Two “average Joes” organized others, and the city eventually listened, hiring James Corner Field Operations for the redesign.

It's a fascinating story -- how Robert Hammond and Joshua David attended a public meeting determined to keep the abandoned High Line railway from being torn down, but they never intended to lead the struggle. In 1999 they found themselves forming Friends of the High Line with opposition from every corner: city officials, developers, and neighborhood groups. The tide turned in 2001-2002, when photographer Joel Sternfeld captured the beauty and potential of the abandoned line in a series of compelling photographs. In 2009, 10 years after its initial conceptualization, the first phase of The High Line "park in the sky" opened in the lower West side of Manhattan. It has spurred some $2 billion in ancillary development, and has had a positive effect on the local crime rate, with not a single serious offense reported on the High Line since it opened.

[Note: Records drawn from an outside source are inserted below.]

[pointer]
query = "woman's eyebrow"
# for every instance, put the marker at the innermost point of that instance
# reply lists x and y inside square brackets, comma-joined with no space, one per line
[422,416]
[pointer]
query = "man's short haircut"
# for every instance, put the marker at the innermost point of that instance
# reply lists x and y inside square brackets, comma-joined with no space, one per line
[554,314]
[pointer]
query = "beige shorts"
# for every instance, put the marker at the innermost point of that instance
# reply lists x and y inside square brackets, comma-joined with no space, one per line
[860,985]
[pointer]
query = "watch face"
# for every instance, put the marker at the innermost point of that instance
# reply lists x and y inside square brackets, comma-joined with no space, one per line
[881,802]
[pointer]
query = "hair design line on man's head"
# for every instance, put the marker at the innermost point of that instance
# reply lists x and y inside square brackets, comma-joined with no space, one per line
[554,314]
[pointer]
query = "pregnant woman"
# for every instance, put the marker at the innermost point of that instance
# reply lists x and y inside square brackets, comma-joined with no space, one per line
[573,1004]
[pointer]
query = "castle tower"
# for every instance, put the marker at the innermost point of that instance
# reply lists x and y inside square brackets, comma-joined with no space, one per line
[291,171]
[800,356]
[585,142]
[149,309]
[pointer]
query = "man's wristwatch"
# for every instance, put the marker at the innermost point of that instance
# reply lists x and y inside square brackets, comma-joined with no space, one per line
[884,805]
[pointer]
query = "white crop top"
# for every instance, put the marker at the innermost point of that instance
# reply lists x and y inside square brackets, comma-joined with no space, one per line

based on an iinterview with Robert Hammond in ASLA's "The Dirt."

David and Hammond have written the whole story in their new book, High Line: The Inside Story of New York City's Park in the Sky. Martin Filler, in the NYReview of Books calls it "an inspiring case study of how major city planning initiatives can be realized without either the authoritarian methods of Robert Moses …or today’s characteristic commercially driven redevelopment schemes."